Do Spatial Descriptors Improve Multi-DoF Finger Movement Decoding from HD sEMG?
Abstract
Restoring hand function requires simultaneous and proportional control (SPC) of multiple degrees of freedom (DoFs). This study evaluated the multichannel linear descriptors-based block field method (MLD-BFM) against conventional feature extraction approaches for continuous decoding of five finger-joint DoFs using high-density surface electromyography (HD sEMG). Twenty-one healthy participants performed dynamic sinusoidal finger movements while HD sEMG signals were recorded from the proximal forearm. MLD-BFM extracted spatial descriptors including effective field strength ($Σ$), field-strength variation rate ($Φ$), and spatial complexity ($Ω$). Performance was optimized (block size: $2\times2$; window: 0.15,s) and compared with conventional time-domain features, root mean square (RMS) and mean absolute value plus waveform length (MAV-WL), as well as dimensionality reduction methods (PCA and NMF), using multi-output regression models.
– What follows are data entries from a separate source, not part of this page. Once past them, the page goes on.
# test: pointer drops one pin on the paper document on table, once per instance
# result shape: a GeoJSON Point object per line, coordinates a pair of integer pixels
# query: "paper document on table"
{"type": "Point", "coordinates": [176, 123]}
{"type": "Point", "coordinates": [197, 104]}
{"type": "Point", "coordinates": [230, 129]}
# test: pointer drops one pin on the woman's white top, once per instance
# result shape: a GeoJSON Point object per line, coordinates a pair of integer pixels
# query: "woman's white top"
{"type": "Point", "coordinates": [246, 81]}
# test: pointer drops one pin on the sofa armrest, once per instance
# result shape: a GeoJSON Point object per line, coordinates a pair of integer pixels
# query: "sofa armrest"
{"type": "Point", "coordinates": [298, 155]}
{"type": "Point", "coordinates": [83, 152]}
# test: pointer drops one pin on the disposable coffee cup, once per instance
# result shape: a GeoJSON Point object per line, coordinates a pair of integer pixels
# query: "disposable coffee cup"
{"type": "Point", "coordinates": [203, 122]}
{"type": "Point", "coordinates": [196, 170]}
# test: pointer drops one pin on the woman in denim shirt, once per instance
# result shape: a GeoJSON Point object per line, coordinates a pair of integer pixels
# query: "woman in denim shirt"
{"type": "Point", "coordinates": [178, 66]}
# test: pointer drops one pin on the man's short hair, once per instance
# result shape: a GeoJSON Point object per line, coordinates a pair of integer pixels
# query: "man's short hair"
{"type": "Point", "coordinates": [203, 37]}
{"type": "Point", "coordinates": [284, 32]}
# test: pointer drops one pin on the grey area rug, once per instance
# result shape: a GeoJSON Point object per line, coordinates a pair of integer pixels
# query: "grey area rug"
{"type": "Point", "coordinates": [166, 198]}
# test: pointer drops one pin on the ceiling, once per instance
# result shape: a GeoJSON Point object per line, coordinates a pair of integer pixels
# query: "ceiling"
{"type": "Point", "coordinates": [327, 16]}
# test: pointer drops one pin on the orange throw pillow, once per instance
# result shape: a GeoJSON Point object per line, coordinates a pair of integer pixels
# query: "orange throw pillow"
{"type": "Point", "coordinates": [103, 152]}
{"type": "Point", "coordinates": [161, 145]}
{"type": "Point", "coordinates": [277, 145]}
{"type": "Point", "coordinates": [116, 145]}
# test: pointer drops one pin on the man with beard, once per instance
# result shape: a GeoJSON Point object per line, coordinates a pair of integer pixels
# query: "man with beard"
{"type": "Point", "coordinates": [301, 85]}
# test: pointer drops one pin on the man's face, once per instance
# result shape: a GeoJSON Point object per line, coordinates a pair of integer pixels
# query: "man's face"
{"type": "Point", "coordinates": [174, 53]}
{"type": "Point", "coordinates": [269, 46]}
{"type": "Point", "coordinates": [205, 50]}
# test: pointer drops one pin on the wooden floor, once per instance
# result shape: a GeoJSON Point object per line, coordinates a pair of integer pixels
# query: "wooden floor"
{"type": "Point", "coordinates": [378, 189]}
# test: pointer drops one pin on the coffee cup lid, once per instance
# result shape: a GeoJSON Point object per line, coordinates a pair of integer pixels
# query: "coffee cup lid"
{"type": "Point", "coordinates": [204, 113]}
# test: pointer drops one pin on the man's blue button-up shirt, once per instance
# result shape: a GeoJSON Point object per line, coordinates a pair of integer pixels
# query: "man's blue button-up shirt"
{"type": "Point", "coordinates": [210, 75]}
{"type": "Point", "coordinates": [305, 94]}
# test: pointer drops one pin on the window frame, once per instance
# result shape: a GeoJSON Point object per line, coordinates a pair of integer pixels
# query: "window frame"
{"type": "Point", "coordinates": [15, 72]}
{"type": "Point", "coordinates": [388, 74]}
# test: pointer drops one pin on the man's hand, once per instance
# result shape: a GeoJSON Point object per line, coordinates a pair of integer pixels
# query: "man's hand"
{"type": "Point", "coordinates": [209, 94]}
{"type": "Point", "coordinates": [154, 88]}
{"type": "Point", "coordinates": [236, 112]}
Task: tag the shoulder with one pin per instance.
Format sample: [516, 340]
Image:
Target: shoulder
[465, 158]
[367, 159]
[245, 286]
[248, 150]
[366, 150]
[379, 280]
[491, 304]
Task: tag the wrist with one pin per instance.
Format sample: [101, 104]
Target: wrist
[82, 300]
MLD-BFM achieved the highest mean variance-weighted coefficient of determination ($\mathrm{R}^2_\mathrm{vw}$) across all models, with the multilayer perceptron yielding the best result ($86.68 \pm 0.33 \%$). However, the improvement was not statistically significant relative to time-domain features, suggesting that dense multichannel recordings already encode spatial information through amplitude-based descriptors. MLD-BFM significantly outperformed dimensionality reduction approaches, indicating that preserving the spatial resolution of HD sEMG is critical for accurate multi-DoF finger movement regression.